Spring Boot 4 + Java 25 ecosystem gaps. Several libraries hadn't caught up to Java 25 virtual threads and the Spring Boot 4 programming model. We worked around a few dependency conflicts that wouldn't exist on older stacks — but we weren't going to downgrade at a hackathon.
- The coordinate-anchored highlight works. Watching the app highlight the exact clause a step refers to — in real time, on the actual document — is the moment it clicks for anyone who sees it. That required Textract, a custom chunker, a versioned prompt, a coordinate transformer, and SwiftUI all working together.
- Multilingual end-to-end. Language selection at onboarding flows all the way into GPT's system prompt. The guidance a Spanish speaker receives is generated in Spanish, not translated after the fact.
- Prompt versioning as a first-class concept. Building V0–V3 as an enum in the backend means we can A/B test prompts, roll back, and ship improvements without touching the API surface.
- We shipped a real iOS app. 28+ SwiftUI screens, Keychain auth, camera scanning, PDF export — not a mock, not a web wrapper.
- OCR and LLMs are individually impressive. The interesting work is in the join layer — how you structure extracted text so the model can reason about it while the frontend can still act on the coordinates.
- Prompt versioning matters from day one. We almost didn't build the versioning system. By V2 we were grateful we had it.
- Legal documents are structurally diverse in ways that stress every assumption you make about layout, field ordering, and language. Robustness here is an ongoing project.
- Spatial UI (highlighting a document in real time) is a dramatically higher bar of polish than a list-based UI, but it's also the feature that makes the product feel magical.

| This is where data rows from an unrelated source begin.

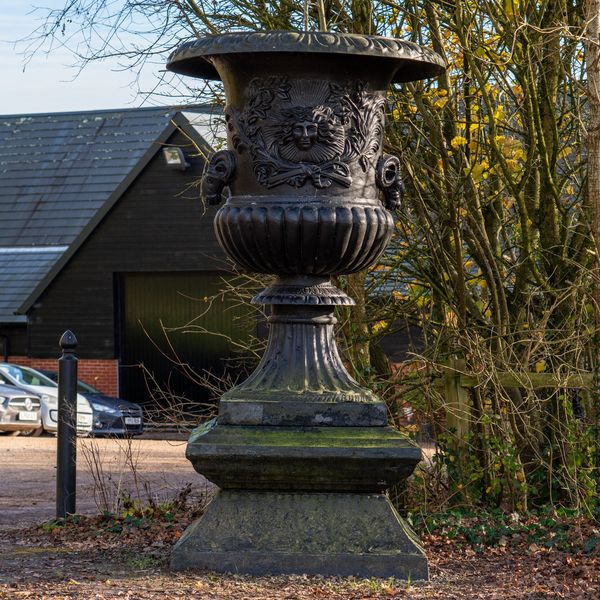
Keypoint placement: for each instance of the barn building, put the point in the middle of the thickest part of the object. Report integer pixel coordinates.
(102, 231)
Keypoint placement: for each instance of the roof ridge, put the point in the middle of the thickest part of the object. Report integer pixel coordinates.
(173, 108)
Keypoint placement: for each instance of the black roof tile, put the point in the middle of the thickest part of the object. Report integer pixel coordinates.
(57, 172)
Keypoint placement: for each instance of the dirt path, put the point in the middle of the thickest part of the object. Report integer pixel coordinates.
(105, 468)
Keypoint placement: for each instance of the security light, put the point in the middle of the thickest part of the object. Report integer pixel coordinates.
(175, 158)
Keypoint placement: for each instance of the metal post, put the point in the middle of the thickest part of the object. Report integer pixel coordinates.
(66, 471)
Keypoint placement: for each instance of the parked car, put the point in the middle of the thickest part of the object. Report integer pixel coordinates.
(20, 411)
(112, 416)
(37, 383)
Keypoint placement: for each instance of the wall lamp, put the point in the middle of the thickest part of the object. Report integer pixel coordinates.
(175, 158)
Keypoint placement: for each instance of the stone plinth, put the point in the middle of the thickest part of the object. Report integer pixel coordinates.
(294, 532)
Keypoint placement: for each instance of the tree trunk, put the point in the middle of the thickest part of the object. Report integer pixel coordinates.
(592, 48)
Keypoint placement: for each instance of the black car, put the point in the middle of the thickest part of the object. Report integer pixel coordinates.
(112, 416)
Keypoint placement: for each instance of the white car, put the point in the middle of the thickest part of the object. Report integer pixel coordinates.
(33, 381)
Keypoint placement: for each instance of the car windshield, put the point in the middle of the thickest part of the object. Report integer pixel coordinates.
(86, 388)
(82, 387)
(26, 376)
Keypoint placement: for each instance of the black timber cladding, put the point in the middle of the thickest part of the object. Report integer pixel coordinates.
(58, 172)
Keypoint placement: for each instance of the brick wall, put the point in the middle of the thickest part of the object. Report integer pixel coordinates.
(102, 374)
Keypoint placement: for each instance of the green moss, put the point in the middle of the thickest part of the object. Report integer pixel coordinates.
(326, 437)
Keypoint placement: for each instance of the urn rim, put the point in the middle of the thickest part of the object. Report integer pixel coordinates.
(413, 62)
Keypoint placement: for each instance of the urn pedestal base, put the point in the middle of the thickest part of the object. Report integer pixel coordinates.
(337, 534)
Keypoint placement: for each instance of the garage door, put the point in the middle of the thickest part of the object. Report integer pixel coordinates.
(176, 331)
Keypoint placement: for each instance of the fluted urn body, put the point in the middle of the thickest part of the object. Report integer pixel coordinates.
(310, 194)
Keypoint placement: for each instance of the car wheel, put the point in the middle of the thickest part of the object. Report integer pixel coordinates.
(33, 432)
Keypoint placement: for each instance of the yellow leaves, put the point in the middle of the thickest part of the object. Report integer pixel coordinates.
(458, 141)
(478, 171)
(440, 102)
(511, 7)
(379, 326)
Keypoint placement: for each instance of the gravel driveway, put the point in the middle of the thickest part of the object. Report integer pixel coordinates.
(106, 468)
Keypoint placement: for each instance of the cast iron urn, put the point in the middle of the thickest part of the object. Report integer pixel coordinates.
(302, 453)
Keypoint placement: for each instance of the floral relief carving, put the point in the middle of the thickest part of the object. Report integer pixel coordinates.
(295, 143)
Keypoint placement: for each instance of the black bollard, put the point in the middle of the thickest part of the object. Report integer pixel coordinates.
(66, 471)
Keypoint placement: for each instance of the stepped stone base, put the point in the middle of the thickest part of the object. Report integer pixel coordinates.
(337, 534)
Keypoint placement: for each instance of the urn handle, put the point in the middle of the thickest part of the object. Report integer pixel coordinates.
(218, 174)
(389, 182)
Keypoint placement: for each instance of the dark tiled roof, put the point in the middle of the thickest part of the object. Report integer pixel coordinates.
(57, 172)
(21, 269)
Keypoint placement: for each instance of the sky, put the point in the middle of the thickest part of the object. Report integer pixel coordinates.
(50, 83)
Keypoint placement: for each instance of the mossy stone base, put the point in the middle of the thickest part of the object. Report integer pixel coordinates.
(320, 459)
(270, 533)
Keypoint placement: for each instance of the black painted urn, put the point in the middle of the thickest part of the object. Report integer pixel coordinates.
(300, 450)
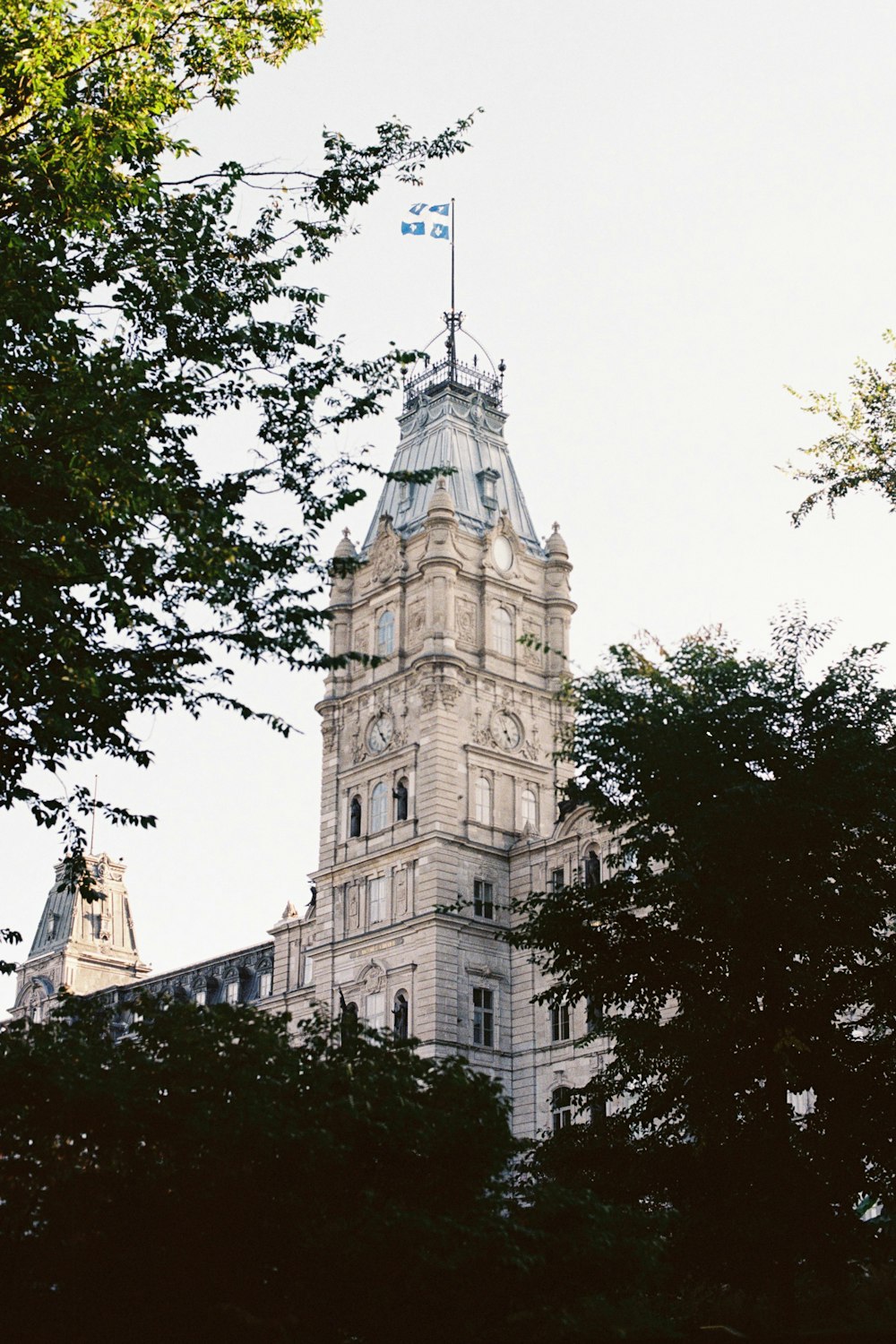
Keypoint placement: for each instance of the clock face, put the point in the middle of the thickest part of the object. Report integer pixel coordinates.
(381, 733)
(505, 730)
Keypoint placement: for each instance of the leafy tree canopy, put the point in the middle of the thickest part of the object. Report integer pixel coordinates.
(212, 1175)
(861, 448)
(742, 946)
(134, 570)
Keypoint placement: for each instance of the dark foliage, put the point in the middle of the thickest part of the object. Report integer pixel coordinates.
(743, 952)
(212, 1175)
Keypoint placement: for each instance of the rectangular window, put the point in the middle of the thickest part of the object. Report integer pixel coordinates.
(375, 1011)
(378, 900)
(482, 1018)
(560, 1021)
(482, 900)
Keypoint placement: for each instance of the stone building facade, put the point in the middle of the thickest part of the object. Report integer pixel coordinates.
(440, 782)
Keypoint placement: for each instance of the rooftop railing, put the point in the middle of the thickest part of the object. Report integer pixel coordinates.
(452, 371)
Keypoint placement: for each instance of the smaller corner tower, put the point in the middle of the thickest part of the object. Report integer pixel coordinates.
(81, 945)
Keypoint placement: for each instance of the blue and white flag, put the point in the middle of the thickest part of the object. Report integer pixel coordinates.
(422, 226)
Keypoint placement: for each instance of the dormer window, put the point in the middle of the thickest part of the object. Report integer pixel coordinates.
(503, 632)
(384, 634)
(487, 480)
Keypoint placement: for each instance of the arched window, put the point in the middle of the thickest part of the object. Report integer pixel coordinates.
(355, 817)
(484, 801)
(401, 800)
(530, 809)
(379, 808)
(560, 1107)
(400, 1016)
(560, 1021)
(376, 894)
(503, 632)
(384, 634)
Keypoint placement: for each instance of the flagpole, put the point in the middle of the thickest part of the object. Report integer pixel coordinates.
(452, 314)
(452, 253)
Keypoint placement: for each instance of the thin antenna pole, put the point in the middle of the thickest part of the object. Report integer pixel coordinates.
(93, 817)
(452, 314)
(452, 253)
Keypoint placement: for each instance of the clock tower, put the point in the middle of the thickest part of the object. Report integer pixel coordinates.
(440, 736)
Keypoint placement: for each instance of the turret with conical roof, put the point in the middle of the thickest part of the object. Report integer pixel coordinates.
(452, 418)
(82, 945)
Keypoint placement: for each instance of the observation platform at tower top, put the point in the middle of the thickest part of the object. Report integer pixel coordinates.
(452, 373)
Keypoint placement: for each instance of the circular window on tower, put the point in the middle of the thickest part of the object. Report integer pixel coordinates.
(501, 554)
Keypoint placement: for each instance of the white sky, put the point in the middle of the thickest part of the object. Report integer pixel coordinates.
(668, 212)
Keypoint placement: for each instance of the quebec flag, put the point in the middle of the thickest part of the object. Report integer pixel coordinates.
(424, 225)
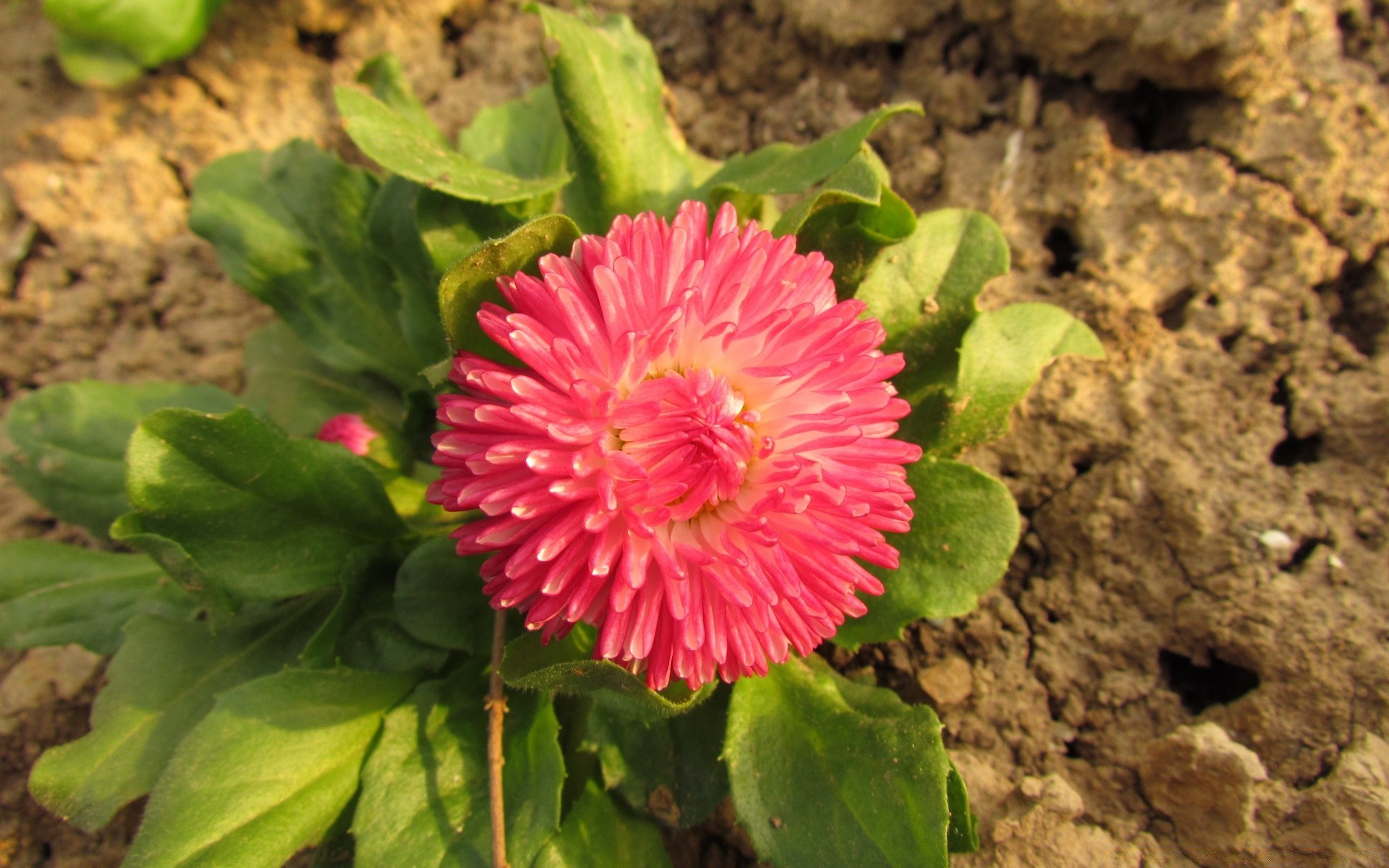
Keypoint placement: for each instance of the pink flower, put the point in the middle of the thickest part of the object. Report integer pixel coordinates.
(696, 451)
(349, 430)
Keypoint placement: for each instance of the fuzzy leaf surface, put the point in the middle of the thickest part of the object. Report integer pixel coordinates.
(231, 506)
(57, 595)
(69, 442)
(598, 833)
(831, 773)
(963, 535)
(266, 773)
(424, 798)
(158, 685)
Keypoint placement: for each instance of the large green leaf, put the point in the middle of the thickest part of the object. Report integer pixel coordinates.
(299, 392)
(424, 798)
(667, 767)
(626, 153)
(69, 442)
(266, 773)
(474, 281)
(963, 534)
(924, 291)
(598, 833)
(57, 595)
(567, 665)
(231, 506)
(439, 597)
(291, 228)
(786, 169)
(160, 684)
(831, 773)
(1001, 357)
(148, 31)
(395, 137)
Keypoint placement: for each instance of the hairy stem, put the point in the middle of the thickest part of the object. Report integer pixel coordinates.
(496, 717)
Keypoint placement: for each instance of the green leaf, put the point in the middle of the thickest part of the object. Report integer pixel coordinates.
(626, 153)
(474, 281)
(598, 833)
(395, 140)
(69, 442)
(567, 665)
(963, 835)
(667, 767)
(924, 292)
(291, 228)
(59, 595)
(149, 31)
(831, 773)
(424, 798)
(300, 393)
(439, 597)
(963, 535)
(266, 773)
(524, 137)
(231, 506)
(160, 684)
(1001, 357)
(786, 169)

- Live form filling — not just guidance, but actually populating fields in the PDF as you work through each step
- Document memory — recognize when you've signed similar documents before and pre-fill recurring fields (name, address, ID numbers)
- Red flag scoring — a risk dashboard that surfaces unusual or unfavorable clauses before you start
- Web app — the iOS app is the flagship, but the pipeline works for any platform; a web version is already in progress
- Expanded language support — deeper localization beyond UI strings, including right-to-left layout support
- Enterprise and nonprofit partnerships — immigration clinics, university international student offices, housing advocacy organizations
- Real problem, underserved audience — immigrants and non-English speakers face this every day, with no good options
- End-to-end pipeline built in one hackathon: OCR → AI → guided mobile UX
- Coordinate-anchored highlights turn abstract AI output into a spatial, visual experience
- Production-grade stack — Spring Boot 4, Java 25, AWS, native SwiftUI — not a prototype
- Multilingual from day one — built for people whose first language isn't the one on the page
Built at YHacks 2026.
FormPilot — because you shouldn't need to be a lawyer, or a native speaker, to understand what you're signing.